Translated: Isaacs Bernard
Transcription\Markup: B. Baggins and D. Walters
Public Domain: Lenin Internet Archive 1999 (2005). You may freely copy, distribute, display and perform this work; as well as make derivative and commercial works. Please credit “Marxists Internet Archive” as your source.


 

(1) Our Deputy must be unconditionally opposed to the present predatory imperialist war. This war is waged by the capitalists of all countries—Russia, Germany, Britain, etc.—for profits, and the subjugation of the weak nations.

(2) So long as a capitalist government is at the head of the Russian nation, there must be no support for the government, which is carrying on a predatory war—not by a single kopek!

(3) Our Deputy must stand for the immediate publication of the secret predatory treaties (relating to the subjugation of Persia, the partition of Turkey, Austria, etc.), which ex Tsar Nicholas concluded with the capitalists of Britain, France, etc.

(4) Our Deputy must stand for the immediate abrogation of all these treaties. The Russian people, the workers and the peasants, do not wish to oppress and will not oppress any nation; they do not wish to and will not hold by force within the boundaries of Russia a single non-Russian (non-Great-Russian) nation. Freedom for all the peoples, a fraternal union of the workers and peasants of all nationalities!

(5) Our Deputy must stand for the Russian Government offering openly, immediately and unconditionally, without equivocation and without the least delay, terms of peace to all the belligerent countries on the basis of freedom for all the oppressed or underprivileged nationalities without exception.

This means that the Great Russians shall not forcibly retain either Poland, or Kurland, or Ukraine, or Finland, or Armenia, or any other nation. The Great Russians offer a fraternal union to all the nations and propose the formation of a common state by voluntary consent of each individual people, and under no circumstances by means of violence, direct or indirect. The Great Russians, under the terms of such a peace, undertake immediately to withdraw their troops from Galicia, from Armenia, and from Persia, and to allow these nations and all other nations without exception freely to decide whether they wish to live as a separate state, or in union with whomsoever they please.
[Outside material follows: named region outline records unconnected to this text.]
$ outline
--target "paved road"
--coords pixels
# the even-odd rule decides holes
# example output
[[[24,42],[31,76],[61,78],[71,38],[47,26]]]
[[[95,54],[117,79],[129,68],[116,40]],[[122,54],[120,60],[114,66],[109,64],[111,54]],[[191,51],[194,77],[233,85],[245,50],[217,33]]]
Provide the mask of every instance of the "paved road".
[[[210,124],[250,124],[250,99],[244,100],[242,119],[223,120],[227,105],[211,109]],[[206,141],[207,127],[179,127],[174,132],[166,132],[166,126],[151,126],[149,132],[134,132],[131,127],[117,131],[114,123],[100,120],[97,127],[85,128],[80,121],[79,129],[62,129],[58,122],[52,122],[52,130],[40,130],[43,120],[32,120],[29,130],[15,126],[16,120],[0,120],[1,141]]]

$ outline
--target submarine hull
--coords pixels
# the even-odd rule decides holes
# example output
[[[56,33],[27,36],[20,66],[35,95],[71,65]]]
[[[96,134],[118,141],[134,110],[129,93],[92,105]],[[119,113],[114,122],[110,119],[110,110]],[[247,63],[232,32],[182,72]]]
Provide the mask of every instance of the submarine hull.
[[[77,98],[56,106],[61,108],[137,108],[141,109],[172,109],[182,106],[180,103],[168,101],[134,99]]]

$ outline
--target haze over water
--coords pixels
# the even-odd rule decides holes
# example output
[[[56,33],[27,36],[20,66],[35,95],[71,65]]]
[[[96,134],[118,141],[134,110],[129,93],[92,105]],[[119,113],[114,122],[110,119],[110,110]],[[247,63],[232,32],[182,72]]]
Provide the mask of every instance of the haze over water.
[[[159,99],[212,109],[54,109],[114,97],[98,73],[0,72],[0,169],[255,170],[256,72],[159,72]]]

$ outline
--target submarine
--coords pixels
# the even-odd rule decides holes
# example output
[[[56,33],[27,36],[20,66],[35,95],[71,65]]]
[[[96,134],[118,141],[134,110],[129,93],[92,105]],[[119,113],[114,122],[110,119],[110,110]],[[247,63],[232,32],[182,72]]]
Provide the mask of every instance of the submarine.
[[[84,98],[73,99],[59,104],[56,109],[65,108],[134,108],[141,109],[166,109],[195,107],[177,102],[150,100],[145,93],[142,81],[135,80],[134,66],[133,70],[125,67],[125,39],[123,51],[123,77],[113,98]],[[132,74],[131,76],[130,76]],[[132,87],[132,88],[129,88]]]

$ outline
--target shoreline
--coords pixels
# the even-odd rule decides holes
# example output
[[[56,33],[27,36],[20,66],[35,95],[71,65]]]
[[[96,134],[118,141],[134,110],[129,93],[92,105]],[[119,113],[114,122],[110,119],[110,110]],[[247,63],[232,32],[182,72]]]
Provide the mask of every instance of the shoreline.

Germany, by the terms of such a peace, must not only relinquish all the territories she has seized since the beginning of the war, but also release the peoples she is keeping by force within the boundaries of Germany, namely, the Danes (Schleswig), the French (part of Alsace and Lorraine), the Poles (Poznan), etc. Germany must undertake immediately, and simultaneously with Russia, to withdraw her troops from all the regions she has seized, as well as from all the regions mentioned above, and allow each nation to decide freely, by a popular vote, whether it wishes to live as a separate state, or in union with whomsoever, it pleases. Germany must unconditionally and unequivocally relinquish all her colonies, for colonies are oppressed peoples.

Britain, by the terms of such a peace, must relinquish, immediately and unconditionally, not only the territories she has seized from others (the German colonies in Africa, etc., the Turkish lands, Mesopotamia, etc.), but all her own colonies as well. Britain, like Russia and Germany, must immediately withdraw her troops from all the territories she has seized, from her colonies, and also from Ireland, and let each nation decide by a free vote whether it wants to live as a separate state, or in union with whomsoever it wishes.

And so on: all the belligerent countries, without exception, must receive an offer to conclude an immediate peace on these clearly defined terms. The capitalists of all countries should no longer deceive the peoples by promising “peace without annexations” while holding on to their own annexed territories and continuing the war in order to wrest from the enemy “his own” annexed territories.

(6) Our Deputy must not give any support, or vote for any loan, or give a kopek of the people’s money to any government that does not solemnly undertake immediately to offer to all the nations these terms for an immediate peace and to publish this offer within two days for everybody’s information.